Nient’Altro
che Polvere
“Il Dottor Benton in Emergenza 1.
Il dottor Benton in emergenza 1!”, l’altoparlante
dell’ospedale spandeva il suo vocio metallico in tutto il reparto.
Contemporaneamente, nella piccola e anonima stanza di una
casa di riposo, un uomo alto e robusto e di tanto in tanto osservava il cielo
stellato, le mani appoggiate al davanzale della finestra, quasi a doversi sorreggere.
La testa era china. Amare lacrime di dolore scorrevano lungo
il suo viso. Non un singhiozzo. Non una parola.

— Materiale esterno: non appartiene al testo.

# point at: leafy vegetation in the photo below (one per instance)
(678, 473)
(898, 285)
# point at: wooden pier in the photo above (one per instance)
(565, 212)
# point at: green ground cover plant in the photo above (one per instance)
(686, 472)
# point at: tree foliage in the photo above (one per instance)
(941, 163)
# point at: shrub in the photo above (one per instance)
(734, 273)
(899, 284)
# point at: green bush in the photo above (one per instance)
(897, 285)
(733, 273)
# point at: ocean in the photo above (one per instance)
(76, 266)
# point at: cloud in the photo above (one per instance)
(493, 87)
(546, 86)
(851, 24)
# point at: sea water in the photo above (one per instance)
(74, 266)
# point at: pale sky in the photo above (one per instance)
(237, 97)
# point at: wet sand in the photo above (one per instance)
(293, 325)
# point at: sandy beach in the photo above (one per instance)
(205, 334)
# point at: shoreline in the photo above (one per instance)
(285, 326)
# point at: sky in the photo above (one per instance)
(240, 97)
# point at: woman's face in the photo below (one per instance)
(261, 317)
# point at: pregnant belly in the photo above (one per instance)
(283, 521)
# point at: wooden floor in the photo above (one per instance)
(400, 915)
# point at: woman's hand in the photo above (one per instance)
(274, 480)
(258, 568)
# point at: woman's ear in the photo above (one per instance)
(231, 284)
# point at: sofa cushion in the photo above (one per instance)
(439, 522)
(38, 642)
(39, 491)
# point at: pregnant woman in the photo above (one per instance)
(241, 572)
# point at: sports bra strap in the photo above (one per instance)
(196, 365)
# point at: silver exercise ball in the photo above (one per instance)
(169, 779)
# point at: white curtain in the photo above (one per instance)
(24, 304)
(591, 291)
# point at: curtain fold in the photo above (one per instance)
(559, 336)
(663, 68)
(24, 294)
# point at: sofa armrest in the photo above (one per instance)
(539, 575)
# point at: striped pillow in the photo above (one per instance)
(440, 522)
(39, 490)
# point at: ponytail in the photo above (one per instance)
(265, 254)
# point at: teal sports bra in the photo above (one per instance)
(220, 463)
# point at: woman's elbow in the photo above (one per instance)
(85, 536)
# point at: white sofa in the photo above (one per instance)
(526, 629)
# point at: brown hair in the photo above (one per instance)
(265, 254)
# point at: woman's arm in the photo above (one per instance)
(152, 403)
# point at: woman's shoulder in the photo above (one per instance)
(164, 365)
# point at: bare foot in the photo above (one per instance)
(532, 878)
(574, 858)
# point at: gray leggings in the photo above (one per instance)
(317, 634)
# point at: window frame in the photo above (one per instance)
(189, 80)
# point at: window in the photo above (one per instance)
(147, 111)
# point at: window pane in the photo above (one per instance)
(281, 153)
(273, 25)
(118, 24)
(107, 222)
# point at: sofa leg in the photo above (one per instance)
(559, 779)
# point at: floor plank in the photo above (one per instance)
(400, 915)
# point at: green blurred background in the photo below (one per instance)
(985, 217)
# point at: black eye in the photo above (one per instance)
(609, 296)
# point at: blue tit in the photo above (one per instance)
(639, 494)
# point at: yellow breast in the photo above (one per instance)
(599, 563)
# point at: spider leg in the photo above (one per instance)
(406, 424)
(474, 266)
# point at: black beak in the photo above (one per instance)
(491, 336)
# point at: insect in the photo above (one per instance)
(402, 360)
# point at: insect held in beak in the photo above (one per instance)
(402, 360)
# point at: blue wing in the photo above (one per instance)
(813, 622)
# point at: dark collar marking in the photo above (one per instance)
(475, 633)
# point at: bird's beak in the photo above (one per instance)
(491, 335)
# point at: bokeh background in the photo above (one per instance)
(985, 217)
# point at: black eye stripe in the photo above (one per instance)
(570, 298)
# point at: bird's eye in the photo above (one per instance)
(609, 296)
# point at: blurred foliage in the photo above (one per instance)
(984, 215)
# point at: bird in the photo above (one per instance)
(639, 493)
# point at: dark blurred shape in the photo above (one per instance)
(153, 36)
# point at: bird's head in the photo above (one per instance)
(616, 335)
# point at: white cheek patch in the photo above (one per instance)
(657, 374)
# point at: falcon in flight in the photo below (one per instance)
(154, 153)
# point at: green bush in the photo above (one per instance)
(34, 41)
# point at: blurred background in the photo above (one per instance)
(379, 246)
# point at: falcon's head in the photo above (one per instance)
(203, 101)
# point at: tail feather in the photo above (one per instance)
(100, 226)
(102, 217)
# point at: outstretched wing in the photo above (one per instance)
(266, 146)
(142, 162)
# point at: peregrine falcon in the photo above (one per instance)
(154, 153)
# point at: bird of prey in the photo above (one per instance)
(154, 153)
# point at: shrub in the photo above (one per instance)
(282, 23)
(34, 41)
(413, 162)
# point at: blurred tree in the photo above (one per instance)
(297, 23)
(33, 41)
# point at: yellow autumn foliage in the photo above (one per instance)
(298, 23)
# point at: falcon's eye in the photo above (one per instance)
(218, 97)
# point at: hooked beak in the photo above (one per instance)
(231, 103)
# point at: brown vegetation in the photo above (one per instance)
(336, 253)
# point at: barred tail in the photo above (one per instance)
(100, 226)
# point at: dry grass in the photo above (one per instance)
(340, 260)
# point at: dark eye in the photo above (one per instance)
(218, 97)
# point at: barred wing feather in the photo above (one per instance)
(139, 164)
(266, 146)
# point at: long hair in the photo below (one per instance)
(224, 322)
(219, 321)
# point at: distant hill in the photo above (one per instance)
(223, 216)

Erano ormai diversi minuti che il suo cercapersone trillava
ininterrottamente. Peter lo estrasse con indifferenza
dalla tasca. Riconobbe il numero del pronto soccorso. Spense il cercapersone e
lo rimise in tasca del camice blu. Non potè
fare a meno di pensare – non senza una punta di rimprovero – che, in un’altra qualsiasi
situazione, probabilmente si sarebbe precipitato in ospedale a qualsiasi ora
del giorno o della notte.
Ma quella non era una qualsiasi
situazione. Dietro di lui, disteso su un letto, giaceva il corpo ormai senza
vita della sua anziana madre.
Non riusciva a non sentirsi in colpa, Peter.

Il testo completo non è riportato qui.